*This review contains spoilers*
This book was assigned to me for SPFBO7. I purposefully did no research before starting it, so I had no idea what it was even about. The cover is compelling, so I was excited to dig in.
This story is told from several POVs. First there is Arden, a teenager being raised in the Borderlands, a harsh, snow-filled land that’s perpetually at war. The tribes of the Borderlands - a Norse-like culture - keep the barbarians at bay, who are even farther north. I really enjoyed Arden’s story. He’s got the golden eyes of the mages, but doesn’t seem able to wield magic. It marks him as different, and generally people in this world view mages as dangerous. Arden has somehow become part of a particular group of Borderland warriors, making a name for himself as an archer. As time progresses, it becomes clear he is more than what he seems.

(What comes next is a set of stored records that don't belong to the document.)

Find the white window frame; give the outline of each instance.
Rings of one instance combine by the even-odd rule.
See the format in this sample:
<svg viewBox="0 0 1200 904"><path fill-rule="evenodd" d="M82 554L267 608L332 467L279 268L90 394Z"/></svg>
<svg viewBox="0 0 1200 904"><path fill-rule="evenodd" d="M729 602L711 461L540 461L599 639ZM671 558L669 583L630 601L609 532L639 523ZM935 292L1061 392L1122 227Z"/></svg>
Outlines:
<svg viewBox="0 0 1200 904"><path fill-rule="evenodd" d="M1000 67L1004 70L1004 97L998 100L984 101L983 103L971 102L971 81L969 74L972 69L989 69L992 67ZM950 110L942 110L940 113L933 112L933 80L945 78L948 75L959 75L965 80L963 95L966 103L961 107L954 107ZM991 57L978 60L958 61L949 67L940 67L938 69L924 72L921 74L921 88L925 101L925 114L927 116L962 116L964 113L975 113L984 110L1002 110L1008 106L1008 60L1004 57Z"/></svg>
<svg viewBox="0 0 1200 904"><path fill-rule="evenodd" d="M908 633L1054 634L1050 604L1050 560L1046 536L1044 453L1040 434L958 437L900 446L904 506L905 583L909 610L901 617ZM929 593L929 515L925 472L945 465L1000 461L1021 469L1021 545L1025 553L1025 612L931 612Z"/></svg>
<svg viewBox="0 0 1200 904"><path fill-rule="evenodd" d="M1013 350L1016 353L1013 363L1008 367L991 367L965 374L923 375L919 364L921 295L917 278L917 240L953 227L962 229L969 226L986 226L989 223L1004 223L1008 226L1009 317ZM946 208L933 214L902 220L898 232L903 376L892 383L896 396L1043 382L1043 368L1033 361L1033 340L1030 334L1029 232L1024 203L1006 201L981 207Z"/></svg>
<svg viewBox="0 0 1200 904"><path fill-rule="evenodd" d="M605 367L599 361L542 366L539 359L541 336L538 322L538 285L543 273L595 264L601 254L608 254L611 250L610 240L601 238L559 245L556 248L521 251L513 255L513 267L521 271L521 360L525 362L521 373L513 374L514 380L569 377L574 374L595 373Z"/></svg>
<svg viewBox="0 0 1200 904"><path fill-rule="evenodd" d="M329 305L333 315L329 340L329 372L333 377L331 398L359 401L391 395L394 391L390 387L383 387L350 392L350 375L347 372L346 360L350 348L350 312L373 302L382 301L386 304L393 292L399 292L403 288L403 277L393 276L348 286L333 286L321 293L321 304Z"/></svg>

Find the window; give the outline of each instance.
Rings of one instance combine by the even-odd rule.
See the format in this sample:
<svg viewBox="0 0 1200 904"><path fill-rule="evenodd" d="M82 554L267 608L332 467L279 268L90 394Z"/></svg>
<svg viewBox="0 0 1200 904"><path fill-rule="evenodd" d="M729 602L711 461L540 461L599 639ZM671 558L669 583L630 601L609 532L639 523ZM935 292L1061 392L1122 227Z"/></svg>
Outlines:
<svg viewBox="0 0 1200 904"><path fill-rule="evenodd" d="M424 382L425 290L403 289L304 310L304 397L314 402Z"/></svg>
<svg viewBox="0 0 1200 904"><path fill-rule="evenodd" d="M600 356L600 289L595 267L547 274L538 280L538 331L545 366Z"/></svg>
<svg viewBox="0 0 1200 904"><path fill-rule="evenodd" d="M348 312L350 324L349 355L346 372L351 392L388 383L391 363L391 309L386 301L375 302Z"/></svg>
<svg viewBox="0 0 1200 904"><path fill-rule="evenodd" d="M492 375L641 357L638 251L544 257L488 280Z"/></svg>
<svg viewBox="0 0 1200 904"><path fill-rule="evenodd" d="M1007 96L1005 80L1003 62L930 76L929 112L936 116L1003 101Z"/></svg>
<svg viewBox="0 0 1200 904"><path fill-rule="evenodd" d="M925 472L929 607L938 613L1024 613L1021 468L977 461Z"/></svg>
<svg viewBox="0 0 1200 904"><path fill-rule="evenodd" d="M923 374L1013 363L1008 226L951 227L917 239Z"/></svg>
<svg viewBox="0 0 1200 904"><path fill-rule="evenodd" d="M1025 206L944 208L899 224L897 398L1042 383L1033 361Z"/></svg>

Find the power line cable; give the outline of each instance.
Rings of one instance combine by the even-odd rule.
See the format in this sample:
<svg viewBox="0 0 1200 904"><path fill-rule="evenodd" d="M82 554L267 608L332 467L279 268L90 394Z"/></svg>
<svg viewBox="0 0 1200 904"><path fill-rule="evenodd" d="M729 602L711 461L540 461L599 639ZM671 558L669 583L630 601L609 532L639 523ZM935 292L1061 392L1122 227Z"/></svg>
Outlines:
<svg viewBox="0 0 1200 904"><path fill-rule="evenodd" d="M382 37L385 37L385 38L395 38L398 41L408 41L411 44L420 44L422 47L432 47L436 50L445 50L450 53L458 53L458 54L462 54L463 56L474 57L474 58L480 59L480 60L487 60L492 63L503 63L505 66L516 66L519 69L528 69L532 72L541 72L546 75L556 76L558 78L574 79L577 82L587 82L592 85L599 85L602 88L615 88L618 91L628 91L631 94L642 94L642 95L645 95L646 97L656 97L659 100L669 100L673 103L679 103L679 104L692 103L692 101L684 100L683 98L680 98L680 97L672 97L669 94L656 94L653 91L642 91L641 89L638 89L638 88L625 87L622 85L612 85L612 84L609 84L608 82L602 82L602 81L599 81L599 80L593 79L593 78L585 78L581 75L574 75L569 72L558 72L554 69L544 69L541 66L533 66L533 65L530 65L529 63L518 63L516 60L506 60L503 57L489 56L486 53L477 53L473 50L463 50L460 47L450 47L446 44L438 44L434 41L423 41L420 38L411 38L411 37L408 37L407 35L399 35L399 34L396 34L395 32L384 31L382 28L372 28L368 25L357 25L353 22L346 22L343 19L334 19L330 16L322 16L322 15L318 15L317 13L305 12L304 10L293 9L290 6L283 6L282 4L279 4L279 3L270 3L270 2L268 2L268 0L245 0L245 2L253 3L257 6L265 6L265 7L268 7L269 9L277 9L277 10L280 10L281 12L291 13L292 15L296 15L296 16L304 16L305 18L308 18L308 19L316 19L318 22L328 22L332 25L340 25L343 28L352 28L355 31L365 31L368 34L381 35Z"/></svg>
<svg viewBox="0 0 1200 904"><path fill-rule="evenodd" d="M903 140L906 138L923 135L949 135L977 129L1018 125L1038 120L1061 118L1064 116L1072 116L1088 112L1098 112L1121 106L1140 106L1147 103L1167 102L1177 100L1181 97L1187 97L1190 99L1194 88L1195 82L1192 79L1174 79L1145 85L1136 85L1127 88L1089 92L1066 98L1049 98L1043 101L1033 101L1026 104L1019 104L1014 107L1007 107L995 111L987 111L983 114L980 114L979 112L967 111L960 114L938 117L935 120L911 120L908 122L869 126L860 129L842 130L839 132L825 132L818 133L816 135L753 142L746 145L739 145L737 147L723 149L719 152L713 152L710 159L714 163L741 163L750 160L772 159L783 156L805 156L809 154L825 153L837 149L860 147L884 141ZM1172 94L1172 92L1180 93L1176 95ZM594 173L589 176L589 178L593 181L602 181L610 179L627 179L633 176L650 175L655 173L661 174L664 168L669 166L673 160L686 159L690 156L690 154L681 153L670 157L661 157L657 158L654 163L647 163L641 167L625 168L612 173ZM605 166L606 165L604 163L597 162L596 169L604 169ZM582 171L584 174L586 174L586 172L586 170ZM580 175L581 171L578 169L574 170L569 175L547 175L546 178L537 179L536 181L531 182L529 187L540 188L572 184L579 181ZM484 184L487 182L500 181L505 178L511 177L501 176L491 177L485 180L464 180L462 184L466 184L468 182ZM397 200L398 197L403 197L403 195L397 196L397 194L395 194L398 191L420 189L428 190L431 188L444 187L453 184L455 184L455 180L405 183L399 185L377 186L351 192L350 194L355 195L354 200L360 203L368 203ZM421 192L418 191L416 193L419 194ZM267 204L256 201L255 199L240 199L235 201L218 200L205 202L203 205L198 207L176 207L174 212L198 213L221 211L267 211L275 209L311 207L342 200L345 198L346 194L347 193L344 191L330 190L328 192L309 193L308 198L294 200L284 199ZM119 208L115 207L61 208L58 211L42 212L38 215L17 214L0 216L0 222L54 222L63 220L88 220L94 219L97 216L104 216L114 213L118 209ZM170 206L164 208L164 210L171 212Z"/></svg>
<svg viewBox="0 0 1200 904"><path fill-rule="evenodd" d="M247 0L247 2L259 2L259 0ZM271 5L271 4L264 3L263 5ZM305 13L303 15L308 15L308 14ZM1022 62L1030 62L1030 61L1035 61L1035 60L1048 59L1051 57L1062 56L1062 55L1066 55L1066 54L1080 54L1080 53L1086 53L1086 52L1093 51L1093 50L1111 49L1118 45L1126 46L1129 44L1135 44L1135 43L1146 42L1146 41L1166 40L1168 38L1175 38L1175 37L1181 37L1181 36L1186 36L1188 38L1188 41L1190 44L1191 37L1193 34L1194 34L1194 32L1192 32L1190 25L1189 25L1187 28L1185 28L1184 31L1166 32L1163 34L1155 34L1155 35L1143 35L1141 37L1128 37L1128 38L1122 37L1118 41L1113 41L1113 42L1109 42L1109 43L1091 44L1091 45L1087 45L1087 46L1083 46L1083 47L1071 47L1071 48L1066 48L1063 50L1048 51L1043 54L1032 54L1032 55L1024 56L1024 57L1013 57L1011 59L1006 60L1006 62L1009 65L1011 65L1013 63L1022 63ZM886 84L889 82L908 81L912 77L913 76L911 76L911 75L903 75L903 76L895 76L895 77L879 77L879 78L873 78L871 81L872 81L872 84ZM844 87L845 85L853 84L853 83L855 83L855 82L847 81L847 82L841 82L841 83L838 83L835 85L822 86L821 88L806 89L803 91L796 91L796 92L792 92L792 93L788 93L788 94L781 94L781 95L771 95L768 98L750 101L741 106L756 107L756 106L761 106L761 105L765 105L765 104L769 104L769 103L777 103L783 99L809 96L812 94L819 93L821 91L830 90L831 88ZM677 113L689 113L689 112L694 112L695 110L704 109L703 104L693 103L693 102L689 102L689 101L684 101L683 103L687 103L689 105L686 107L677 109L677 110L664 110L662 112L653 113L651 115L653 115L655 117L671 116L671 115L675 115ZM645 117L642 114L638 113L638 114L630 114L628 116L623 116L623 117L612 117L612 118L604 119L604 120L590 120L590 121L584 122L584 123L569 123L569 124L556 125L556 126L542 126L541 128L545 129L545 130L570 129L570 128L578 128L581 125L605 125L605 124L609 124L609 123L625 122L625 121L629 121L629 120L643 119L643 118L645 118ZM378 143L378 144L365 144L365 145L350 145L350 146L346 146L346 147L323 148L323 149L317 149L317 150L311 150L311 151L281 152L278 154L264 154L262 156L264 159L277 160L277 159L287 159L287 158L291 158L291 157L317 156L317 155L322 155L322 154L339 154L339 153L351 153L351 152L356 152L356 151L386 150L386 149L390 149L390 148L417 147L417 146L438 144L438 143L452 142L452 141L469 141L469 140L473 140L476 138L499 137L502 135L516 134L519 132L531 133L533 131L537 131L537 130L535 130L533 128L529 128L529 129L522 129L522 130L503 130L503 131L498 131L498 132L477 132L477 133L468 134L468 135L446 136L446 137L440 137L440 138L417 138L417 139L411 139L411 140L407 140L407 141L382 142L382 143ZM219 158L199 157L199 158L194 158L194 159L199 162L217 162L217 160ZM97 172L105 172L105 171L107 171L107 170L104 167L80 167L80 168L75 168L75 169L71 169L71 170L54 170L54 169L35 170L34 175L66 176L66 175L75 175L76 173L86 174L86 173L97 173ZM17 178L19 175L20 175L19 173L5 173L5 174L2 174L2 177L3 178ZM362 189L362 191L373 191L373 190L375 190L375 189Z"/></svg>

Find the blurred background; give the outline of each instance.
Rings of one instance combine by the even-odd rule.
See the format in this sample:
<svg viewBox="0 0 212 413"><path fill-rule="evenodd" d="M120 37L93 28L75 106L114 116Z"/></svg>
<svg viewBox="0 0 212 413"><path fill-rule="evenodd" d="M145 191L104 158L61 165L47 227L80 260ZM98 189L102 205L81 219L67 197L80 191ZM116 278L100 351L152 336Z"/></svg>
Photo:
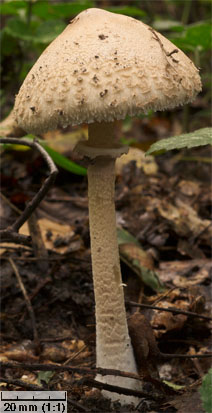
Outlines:
<svg viewBox="0 0 212 413"><path fill-rule="evenodd" d="M1 118L14 104L25 76L42 51L81 11L99 7L126 14L151 25L181 48L200 68L203 91L197 99L173 113L149 112L126 119L123 133L135 125L143 140L167 137L210 124L210 0L2 0L1 12ZM177 112L177 115L176 115ZM136 136L137 138L137 136Z"/></svg>

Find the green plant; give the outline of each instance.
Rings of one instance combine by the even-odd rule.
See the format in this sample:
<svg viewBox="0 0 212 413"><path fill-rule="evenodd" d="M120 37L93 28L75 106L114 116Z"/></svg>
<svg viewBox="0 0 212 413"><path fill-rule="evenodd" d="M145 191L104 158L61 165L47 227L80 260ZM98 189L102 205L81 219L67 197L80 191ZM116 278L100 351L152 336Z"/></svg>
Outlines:
<svg viewBox="0 0 212 413"><path fill-rule="evenodd" d="M200 395L203 407L206 413L212 412L212 368L203 377L202 386L200 387Z"/></svg>
<svg viewBox="0 0 212 413"><path fill-rule="evenodd" d="M202 145L212 145L212 128L202 128L191 133L161 139L150 146L146 155L171 151L173 149L194 148Z"/></svg>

The next POV is that of Katerina Kane, an Inspector in the southern city of Archania. This is the capital city, whose King is ailing and soon to be replaced by his eldest, stuck-up son. Kane is a bit older, which I liked, and has spent most of her life solving crimes and putting the criminals in the dungeon. She has recently lost a lover, a Borderland warrior named Braego. He was murdered, and she is determined to find out who did it. In the process, she becomes enmeshed with the Doctors, a group of people who keep their identities unknown, and who are working to set the kingdom aright. Archania has two distinct groups of people: those with money and power who live in the Upper City, and the dregs of society, the poor and working man, in the Lower City. It is clear in Kane’s POV that the unrest in the Lower City is causing problems. The world is breaking, so to speak. There are earthquakes, and the city is gradually being overtaken by an Empire, whose religious leader has started to gain influence in the Upper City. The religious leader - Mason - is stirring up religious fervor, particularly against the mages, hunting them down and burning them in the name of the One God. The Lower City is still following the Four Gods, and isn’t taking this new Empiric religion very well. The city is reaching a boiling point, and the book builds the tension quite nicely.
Another POV is that of Sly, a Borderland warrior who is tasked with joining Raven Redbeard, a tribal leader, whose brother was the murdered Braego. They are heading towards Archania to find out what happened, along with two other warriors. They are of another tribe, and the tension between these two tribes is also building.
Then there is Cypher, a true sociopath. He is a torturer in the dungeons of Archania, who is pulled into the Doctors’ plots of rebellion against the King. He switches sides for various reasons, but is after only one thing: satisfying himself by killing as many people as possible.
Lastly, there is Aliester. He’s a sellsword who finds his way back to Archania after several years in the company of his sister and good friend. He finds the city much changed - rebellion is in the air, and he’s trying to find out why.
In general, this was a well-written book. There are several grammatical mistakes, such as missing words or quotation marks, or commas where there should be periods, and vice versa. There is also one scene where the names of two female characters are switched. It could have used another editing pass. However, I really did enjoy reading it. The pacing is good, the plot is thought out, and the characters, although sometimes a bit overdone, are interesting. The best part, in my opinion, is the politics. The clash of religions, the way the Upper City and the Lower City are dealing with it, and the various groups fomenting rebellion was outstanding.
Perhaps my biggest peeve was the modern vernacular thrown in. It really jerked me from the world to read terms like “testosterone-filled” or “you almost gave me a heart attack!” among several other phrases that just didn’t fit the setting. However, this being a debut novel, such things can be forgiven. You really get a sense that the author put a lot of work into making this a complex, interesting story. The various characters come together in a seamless, breathtaking ending that was quite satisfying. Kudos to the author for weaving a compelling tale of what happens when the poor and downtrodden finally rise up to take their place in a society that is committed to maintaining the status quo.